Die Kombination Justin Bieber und London scheint einfach keine glückliche Fügung zu sein. Eine enorme Konzertverspätung, ein Zusammenbruch auf der Bühne, ein verkorkster neunzehnter Geburtstag und dann auch noch ein Angriff auf einen Fotografen. Nein, Glück scheint ihm diese Stadt nun wirklich nicht zu bringen.

Nachdem Will Smith, der Vater von Jaden Smith, einem von Biebers engen Freunden, nun zumindest vor Ort versucht die Vaterrolle zu übernehmen und Bieber ein bisschen Kraft und Halt durch Aufmerksamkeit und Gespräche zu geben, meldet sich jetzt auch Will.i.am zu Wort.

Der Black Eyed Peas Sänger sagte kürzlich in einem Interview mit "Channel 5 News", dass Justin ein "guter Junge" sei und dass manche Eskalationen und Probleme in diesem Lebensalter einfach normal sind und man nicht daraus einen baldigen Absturz Justins bestimmen kann.

Auch der Rapper scheint neben Will Smith väterliche Gefühle für den "Baby"-Sänger zu entwickeln. Ebenso wie Will, steht er ihm mit Rat und Tat zur Seite, nimmt ihn öffentlich in den Schutz und versucht mit längeren Telefonaten Justins Probleme und Bedenken klein zu halten. Will.i.am weiß wie wichtig es ist gute Freunde und Familie um sich zu haben, die einem Geborgenheit geben, gerade in der Showbiz Branche.
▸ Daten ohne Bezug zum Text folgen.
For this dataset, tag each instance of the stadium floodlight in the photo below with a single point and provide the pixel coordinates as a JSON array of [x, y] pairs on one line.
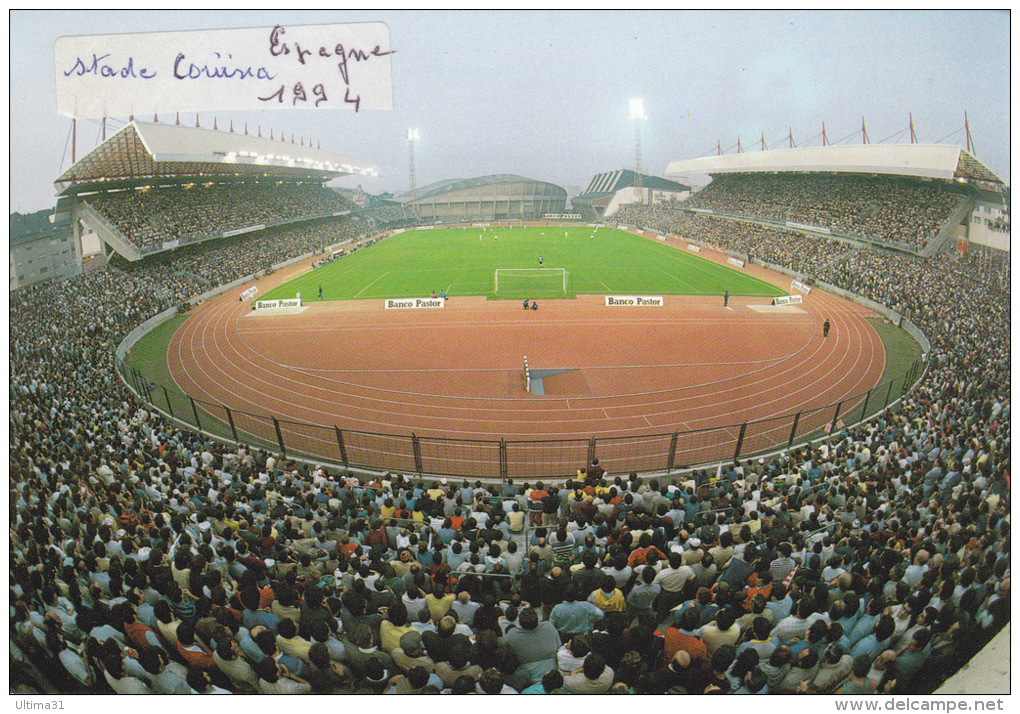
[[412, 136], [636, 114]]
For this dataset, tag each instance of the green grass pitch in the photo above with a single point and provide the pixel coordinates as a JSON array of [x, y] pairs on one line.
[[464, 261]]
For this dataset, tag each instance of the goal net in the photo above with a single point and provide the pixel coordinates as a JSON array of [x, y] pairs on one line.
[[531, 284]]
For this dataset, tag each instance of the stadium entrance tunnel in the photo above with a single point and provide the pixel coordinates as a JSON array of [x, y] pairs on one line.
[[559, 383]]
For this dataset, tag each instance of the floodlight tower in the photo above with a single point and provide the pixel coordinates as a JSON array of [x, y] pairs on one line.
[[412, 136], [638, 114]]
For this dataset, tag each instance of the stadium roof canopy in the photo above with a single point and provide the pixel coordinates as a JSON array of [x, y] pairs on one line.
[[609, 183], [450, 186], [144, 151], [917, 160]]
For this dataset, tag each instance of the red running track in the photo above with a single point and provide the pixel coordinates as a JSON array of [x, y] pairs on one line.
[[457, 371]]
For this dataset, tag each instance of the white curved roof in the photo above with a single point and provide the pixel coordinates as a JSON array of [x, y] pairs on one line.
[[925, 160]]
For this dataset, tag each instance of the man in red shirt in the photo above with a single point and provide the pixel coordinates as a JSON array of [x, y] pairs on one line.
[[534, 503], [682, 640]]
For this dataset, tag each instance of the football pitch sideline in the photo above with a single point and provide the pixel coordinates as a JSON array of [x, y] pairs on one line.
[[514, 263]]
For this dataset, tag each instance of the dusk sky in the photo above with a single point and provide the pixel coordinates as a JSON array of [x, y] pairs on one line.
[[546, 94]]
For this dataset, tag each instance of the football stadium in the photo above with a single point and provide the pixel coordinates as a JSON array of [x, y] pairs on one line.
[[750, 438]]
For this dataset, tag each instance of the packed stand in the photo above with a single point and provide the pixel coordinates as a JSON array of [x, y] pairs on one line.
[[904, 211], [152, 217], [149, 559], [191, 270]]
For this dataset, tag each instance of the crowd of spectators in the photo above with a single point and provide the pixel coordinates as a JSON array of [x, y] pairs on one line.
[[904, 211], [185, 213], [193, 269], [147, 558]]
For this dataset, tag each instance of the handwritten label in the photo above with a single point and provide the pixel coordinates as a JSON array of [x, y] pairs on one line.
[[316, 66]]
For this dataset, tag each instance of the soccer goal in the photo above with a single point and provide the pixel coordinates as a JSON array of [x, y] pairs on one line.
[[523, 284]]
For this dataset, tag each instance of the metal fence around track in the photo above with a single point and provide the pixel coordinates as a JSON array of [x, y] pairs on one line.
[[517, 459]]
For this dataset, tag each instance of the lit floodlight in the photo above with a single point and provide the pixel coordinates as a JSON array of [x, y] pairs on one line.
[[638, 109]]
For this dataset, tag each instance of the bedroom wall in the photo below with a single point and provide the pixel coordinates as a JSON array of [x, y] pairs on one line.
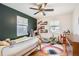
[[8, 21], [65, 22], [76, 21]]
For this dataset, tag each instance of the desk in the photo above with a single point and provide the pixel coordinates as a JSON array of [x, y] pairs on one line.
[[74, 40]]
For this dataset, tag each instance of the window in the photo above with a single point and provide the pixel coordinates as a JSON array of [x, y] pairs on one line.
[[22, 25], [55, 26]]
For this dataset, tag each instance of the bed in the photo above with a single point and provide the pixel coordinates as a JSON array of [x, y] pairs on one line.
[[25, 45]]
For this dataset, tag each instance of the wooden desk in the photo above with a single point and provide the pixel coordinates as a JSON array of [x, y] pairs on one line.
[[74, 39]]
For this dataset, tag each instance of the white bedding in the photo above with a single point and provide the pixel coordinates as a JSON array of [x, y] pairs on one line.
[[20, 48]]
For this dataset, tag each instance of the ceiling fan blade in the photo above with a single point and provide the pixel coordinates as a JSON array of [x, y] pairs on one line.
[[36, 12], [33, 8], [48, 9]]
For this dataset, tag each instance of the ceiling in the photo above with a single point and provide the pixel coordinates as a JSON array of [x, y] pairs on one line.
[[59, 8]]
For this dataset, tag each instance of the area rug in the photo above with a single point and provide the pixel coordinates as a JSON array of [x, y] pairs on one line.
[[51, 49]]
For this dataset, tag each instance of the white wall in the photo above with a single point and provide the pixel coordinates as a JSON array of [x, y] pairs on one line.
[[75, 21], [65, 22]]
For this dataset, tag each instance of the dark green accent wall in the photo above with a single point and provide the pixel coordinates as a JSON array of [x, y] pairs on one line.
[[8, 22]]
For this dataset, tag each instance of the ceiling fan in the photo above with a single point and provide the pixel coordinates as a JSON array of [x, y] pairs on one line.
[[41, 8]]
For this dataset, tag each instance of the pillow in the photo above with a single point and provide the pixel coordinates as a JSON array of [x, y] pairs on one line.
[[4, 43]]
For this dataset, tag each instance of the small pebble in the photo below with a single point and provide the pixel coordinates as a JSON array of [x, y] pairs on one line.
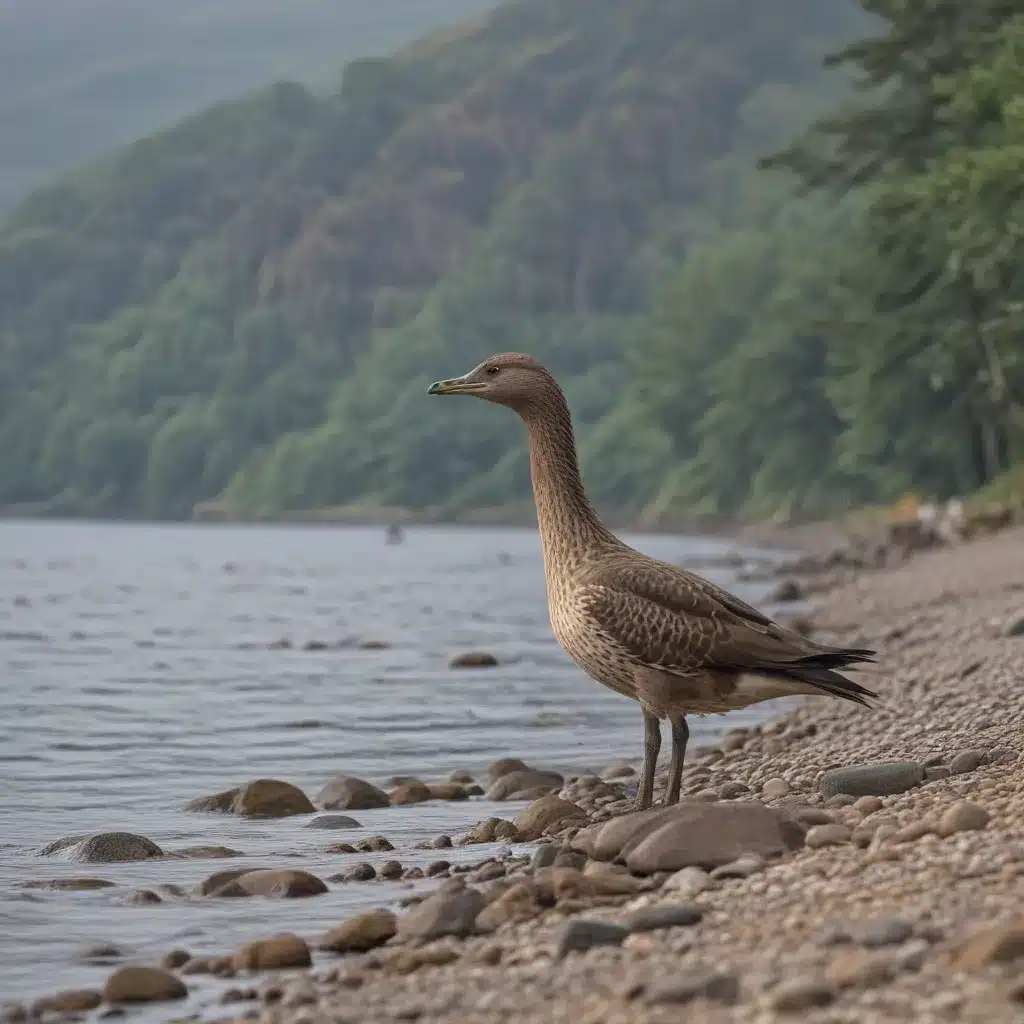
[[883, 932], [775, 788], [582, 934], [963, 816], [801, 994], [967, 761], [833, 835]]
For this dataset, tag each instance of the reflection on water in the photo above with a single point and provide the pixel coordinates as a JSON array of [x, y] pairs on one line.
[[143, 666]]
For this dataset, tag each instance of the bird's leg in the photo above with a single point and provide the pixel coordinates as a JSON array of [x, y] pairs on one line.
[[680, 734], [651, 747]]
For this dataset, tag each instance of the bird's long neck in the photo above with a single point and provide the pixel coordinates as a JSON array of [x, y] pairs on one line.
[[569, 526]]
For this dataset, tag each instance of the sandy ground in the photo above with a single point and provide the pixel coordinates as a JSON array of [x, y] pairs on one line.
[[903, 907]]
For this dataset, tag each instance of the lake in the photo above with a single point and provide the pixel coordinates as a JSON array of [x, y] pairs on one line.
[[142, 666]]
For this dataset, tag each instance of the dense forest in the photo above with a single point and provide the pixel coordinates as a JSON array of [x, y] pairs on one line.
[[78, 77], [769, 287]]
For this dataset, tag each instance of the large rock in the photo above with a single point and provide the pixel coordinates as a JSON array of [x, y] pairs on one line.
[[333, 821], [104, 848], [142, 984], [216, 802], [361, 933], [273, 953], [872, 780], [448, 911], [691, 834], [269, 798], [349, 794], [263, 798], [276, 884], [521, 781], [411, 792], [544, 813]]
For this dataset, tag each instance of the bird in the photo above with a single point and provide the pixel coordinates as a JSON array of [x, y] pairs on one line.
[[654, 632]]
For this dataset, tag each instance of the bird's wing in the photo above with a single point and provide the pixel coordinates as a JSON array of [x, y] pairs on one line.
[[685, 625]]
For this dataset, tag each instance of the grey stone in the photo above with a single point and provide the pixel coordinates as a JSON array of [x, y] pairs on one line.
[[652, 919], [1015, 627], [883, 932], [582, 934], [705, 835], [349, 794], [544, 856], [333, 821], [448, 911], [872, 780], [523, 780], [719, 986], [104, 848], [741, 867], [967, 761]]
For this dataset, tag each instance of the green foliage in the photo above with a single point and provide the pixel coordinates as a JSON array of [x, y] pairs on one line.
[[77, 78], [248, 308]]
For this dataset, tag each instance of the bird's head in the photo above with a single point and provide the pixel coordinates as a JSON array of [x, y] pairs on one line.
[[511, 379]]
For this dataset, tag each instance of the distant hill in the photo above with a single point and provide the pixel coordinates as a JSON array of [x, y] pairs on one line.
[[78, 77], [246, 308]]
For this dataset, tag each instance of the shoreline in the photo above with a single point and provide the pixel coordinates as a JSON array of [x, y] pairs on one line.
[[891, 908]]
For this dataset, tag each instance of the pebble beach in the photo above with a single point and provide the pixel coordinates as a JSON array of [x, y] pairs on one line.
[[836, 864]]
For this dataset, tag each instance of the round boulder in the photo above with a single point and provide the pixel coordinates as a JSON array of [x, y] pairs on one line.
[[350, 794], [104, 848]]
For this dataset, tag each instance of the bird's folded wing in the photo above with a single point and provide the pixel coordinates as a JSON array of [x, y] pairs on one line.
[[690, 635]]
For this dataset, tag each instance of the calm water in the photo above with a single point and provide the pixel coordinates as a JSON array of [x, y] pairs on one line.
[[137, 672]]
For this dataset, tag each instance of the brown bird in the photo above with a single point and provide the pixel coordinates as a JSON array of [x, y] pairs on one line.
[[650, 631]]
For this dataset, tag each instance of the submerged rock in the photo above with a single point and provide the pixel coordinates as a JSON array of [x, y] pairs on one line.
[[544, 813], [104, 848], [349, 794], [263, 798], [448, 911], [361, 933], [523, 780], [142, 984], [473, 659], [275, 952]]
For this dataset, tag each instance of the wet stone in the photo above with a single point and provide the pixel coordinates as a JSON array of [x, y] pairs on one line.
[[275, 952], [448, 911], [652, 919], [350, 794], [333, 821], [103, 848], [967, 761], [580, 935], [361, 933], [142, 984], [872, 780]]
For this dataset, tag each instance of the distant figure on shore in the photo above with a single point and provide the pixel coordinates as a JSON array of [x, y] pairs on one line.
[[650, 631]]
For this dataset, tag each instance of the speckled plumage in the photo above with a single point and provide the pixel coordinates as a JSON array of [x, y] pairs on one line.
[[650, 631]]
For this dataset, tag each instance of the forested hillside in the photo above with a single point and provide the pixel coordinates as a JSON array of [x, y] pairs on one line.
[[247, 308], [78, 77]]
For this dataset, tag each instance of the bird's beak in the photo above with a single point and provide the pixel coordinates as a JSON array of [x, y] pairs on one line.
[[457, 385]]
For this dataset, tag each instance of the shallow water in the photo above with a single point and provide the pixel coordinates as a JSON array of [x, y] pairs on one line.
[[137, 672]]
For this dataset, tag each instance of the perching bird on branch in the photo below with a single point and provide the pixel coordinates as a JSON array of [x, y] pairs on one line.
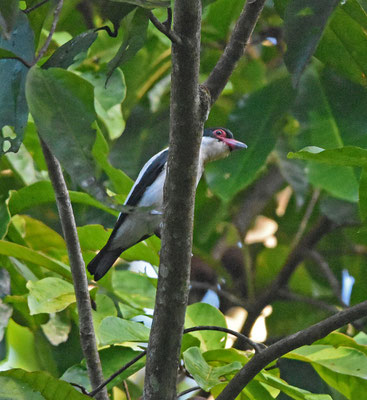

Bieber erklärte nun auch noch mal, dass er einfach ein paar harte Wochen hinter sich hat und dass das viele Training und die allabendlichen Auftritte ja nun auch sehr viel Kraft kosten. Da kann man schon mal aus der Haut fahren, wenn einem die Kameras immer vor die Nase gehalten werden und manche Menschen einen sogar im vorbeigehen beschimpfen. Justin vermisst zwar seine Freunde und Familie in Amerika, ist aber auch froh, dass Will Smith und Will.i.am für ihn da sind.